Types of Indexes
Introduction
Indexes are special data structures that databases use to speed up data retrieval operations. Think of them like the index at the back of a book - instead of reading the entire book to find information about a specific topic, you can check the index to quickly locate the pages you need. In database terms, indexes help the database engine find data without scanning the entire table.
Without indexes, a database must perform a full table scan for every query, examining each row to determine if it matches the query criteria. With properly implemented indexes, the database can quickly locate the relevant rows, dramatically improving query performance.
In this guide, we'll explore the various types of indexes available in most database systems, when to use them, and how they can enhance your application's performance.
Common Types of Indexes
1. Single-Column Indexes
The most basic type of index is created on a single column of a table. This is useful when you frequently search, sort, or filter data based on that specific column.
-- Creating a single-column index
CREATE INDEX idx_last_name ON customers(last_name);
When to use:
- Columns frequently used in WHERE clauses
- Columns used in JOIN operations
- Columns used in ORDER BY or GROUP BY clauses
2. Composite (Multi-Column) Indexes
Composite indexes are created on multiple columns of a table. They're particularly useful for queries that filter on multiple columns simultaneously.

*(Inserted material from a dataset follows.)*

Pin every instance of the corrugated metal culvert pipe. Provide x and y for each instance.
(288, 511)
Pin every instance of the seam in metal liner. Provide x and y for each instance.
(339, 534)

-- Creating a composite index
CREATE INDEX idx_last_first_name ON customers(last_name, first_name);
When using composite indexes, the order of columns matters! In the example above:
- The index is most effective for queries filtering on
last_name
alone - It's also effective for queries filtering on both
last_name
ANDfirst_name
- It's NOT effective for queries filtering only on
first_name
This is because the index is sorted first by last_name
, then by first_name
within each last_name
value.
3. Unique Indexes
A unique index ensures that the indexed columns do not contain duplicate values. This serves both as a search optimization and as a data integrity constraint.
-- Creating a unique index
CREATE UNIQUE INDEX idx_email ON users(email);
When to use:
- Enforcing uniqueness on columns that aren't primary keys
- Improving query performance on columns with high selectivity
4. Clustered Indexes
A clustered index determines the physical order of data in a table. Each table can have only one clustered index because the data rows themselves can be sorted in only one way.
-- In SQL Server, PRIMARY KEY constraints create clustered indexes by default
CREATE TABLE products (
product_id INT PRIMARY KEY, -- This creates a clustered index
product_name VARCHAR(100),
price DECIMAL(10,2)
);
Characteristics:
- Faster for range queries since records are physically adjacent
- Slower for inserts since maintaining physical order might require data movement
- Usually created on primary key columns
5. Non-Clustered Indexes
Non-clustered indexes have a structure separate from the data rows. They contain the indexed columns and a pointer to the table rows with the matching values.
-- Creating a non-clustered index
CREATE INDEX idx_product_name ON products(product_name);
Characteristics:
- Can have multiple non-clustered indexes per table
- Good for columns frequently used in search conditions
- Slightly slower than clustered indexes for retrieval but faster for inserts and updates
6. Bitmap Indexes
Bitmap indexes are specialized indexes for columns with a low number of distinct values (low cardinality). Each bit in the bitmap corresponds to a possible record.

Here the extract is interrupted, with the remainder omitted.